Characterization of the three-dimensional turbulent boundary layer in a concentric annulus with a rotating inner cylinder

Abstract

Direct numerical simulations of fluid flow through a concentric annulus with a rotating inner wall were performed at ReDh=8900. To elucidate the modifications of the near-wall turbulent structure induced by rotation of the inner wall, we compared data obtained at rotation rates of N=0.0 and 0.429 for a system with a radius ratio (R*) of 0.5. Conditional quadrant/octant analysis and probability density functions of the velocity fluctuations revealed distinctive features of the three-dimensional turbulent boundary layer (3DTBL) in the concentric annulus with a rotating inner wall.
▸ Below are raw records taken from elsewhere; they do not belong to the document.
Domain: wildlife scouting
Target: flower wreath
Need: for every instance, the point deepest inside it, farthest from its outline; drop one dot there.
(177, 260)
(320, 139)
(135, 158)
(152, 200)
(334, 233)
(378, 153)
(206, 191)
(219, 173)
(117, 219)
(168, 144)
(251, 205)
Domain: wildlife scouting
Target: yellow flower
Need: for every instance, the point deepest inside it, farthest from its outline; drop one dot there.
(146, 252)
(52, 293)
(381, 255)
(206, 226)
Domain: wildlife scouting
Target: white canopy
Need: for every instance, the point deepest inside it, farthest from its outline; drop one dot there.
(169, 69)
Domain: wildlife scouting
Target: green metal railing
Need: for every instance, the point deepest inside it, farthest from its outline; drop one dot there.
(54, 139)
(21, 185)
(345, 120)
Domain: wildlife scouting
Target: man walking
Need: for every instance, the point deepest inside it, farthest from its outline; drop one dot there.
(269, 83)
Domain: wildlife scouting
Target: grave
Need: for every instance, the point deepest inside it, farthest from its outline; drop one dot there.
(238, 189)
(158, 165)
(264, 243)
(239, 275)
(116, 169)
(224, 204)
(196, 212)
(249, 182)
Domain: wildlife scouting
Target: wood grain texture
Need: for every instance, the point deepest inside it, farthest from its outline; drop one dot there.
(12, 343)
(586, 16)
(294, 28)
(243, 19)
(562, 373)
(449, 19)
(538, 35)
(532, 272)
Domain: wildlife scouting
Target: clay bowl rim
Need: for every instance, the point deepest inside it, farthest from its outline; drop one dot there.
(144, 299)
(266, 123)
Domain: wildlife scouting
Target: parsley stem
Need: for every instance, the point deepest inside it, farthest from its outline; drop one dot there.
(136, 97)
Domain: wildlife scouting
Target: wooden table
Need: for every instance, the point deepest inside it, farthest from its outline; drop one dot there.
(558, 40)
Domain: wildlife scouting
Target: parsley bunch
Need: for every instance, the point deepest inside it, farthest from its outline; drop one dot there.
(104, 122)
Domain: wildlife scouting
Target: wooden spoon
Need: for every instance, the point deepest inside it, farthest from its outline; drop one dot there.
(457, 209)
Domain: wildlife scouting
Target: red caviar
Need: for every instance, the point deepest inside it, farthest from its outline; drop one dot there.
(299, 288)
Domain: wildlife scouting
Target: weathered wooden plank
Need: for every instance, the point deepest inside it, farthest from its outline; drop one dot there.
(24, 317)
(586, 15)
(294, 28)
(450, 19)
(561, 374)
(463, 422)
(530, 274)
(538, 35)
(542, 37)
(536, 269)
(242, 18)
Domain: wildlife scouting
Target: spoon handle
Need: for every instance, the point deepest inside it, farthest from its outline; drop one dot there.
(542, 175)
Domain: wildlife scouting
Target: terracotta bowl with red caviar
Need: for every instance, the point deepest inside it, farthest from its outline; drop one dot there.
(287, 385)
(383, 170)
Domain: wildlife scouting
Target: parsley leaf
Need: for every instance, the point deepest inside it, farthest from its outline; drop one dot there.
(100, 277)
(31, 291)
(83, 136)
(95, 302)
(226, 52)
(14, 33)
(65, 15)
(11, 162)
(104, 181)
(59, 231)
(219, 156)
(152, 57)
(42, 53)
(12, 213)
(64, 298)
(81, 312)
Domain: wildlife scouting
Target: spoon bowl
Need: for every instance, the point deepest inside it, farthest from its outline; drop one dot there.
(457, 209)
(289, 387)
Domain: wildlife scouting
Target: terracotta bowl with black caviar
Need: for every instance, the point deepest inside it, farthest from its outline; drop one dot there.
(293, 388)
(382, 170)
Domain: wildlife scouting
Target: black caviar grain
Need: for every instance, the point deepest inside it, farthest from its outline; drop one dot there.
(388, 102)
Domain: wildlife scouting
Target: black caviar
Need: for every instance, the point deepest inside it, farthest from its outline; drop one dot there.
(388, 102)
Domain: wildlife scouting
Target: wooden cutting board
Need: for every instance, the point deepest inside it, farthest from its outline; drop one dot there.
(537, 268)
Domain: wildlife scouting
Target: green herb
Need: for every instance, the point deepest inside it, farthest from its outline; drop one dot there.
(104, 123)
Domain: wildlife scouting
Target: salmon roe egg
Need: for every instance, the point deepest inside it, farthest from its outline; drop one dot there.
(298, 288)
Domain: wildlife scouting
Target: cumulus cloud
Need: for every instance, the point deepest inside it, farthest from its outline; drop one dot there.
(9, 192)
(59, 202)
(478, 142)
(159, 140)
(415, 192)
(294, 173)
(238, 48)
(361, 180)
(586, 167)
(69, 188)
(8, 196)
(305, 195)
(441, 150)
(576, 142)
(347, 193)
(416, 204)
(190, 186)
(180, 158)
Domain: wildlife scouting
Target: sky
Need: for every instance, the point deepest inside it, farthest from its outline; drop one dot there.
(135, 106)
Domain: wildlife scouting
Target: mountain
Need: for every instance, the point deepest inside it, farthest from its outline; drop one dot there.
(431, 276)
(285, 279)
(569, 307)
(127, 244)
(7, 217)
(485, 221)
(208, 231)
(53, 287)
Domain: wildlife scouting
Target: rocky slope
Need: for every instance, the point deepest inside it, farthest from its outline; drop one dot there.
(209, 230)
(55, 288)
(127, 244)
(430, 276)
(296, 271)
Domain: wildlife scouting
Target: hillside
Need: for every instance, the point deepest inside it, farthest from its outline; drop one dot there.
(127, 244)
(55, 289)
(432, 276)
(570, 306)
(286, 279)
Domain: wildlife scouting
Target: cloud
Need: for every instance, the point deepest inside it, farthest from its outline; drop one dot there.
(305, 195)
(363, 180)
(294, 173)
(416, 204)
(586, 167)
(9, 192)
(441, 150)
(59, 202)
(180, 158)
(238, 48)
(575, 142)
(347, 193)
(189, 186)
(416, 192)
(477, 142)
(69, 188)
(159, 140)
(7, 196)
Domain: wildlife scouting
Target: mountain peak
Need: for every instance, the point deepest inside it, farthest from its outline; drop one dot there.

Coherent structures near the inner wall were identified by a λ2-based eduction scheme to give the detailed information on the activated near-wall turbulent structures. The ensemble-averaging of the educed coherent vortices showed that enhanced ejections near the vortices were primarily responsible for the augmented turbulent structures. The alteration of the turbulent structures was attributed to the centrifugal force arising from rotation of the inner wall. The assumption of Littell and Eaton on the cause of the altered turbulent structures in 3DTBLs was invalid in the present study. Taken together, the present results showed that the 3DTBL in a rotating concentric annulus has features different from those observed in other types of 3DTBL due to the transverse curvature.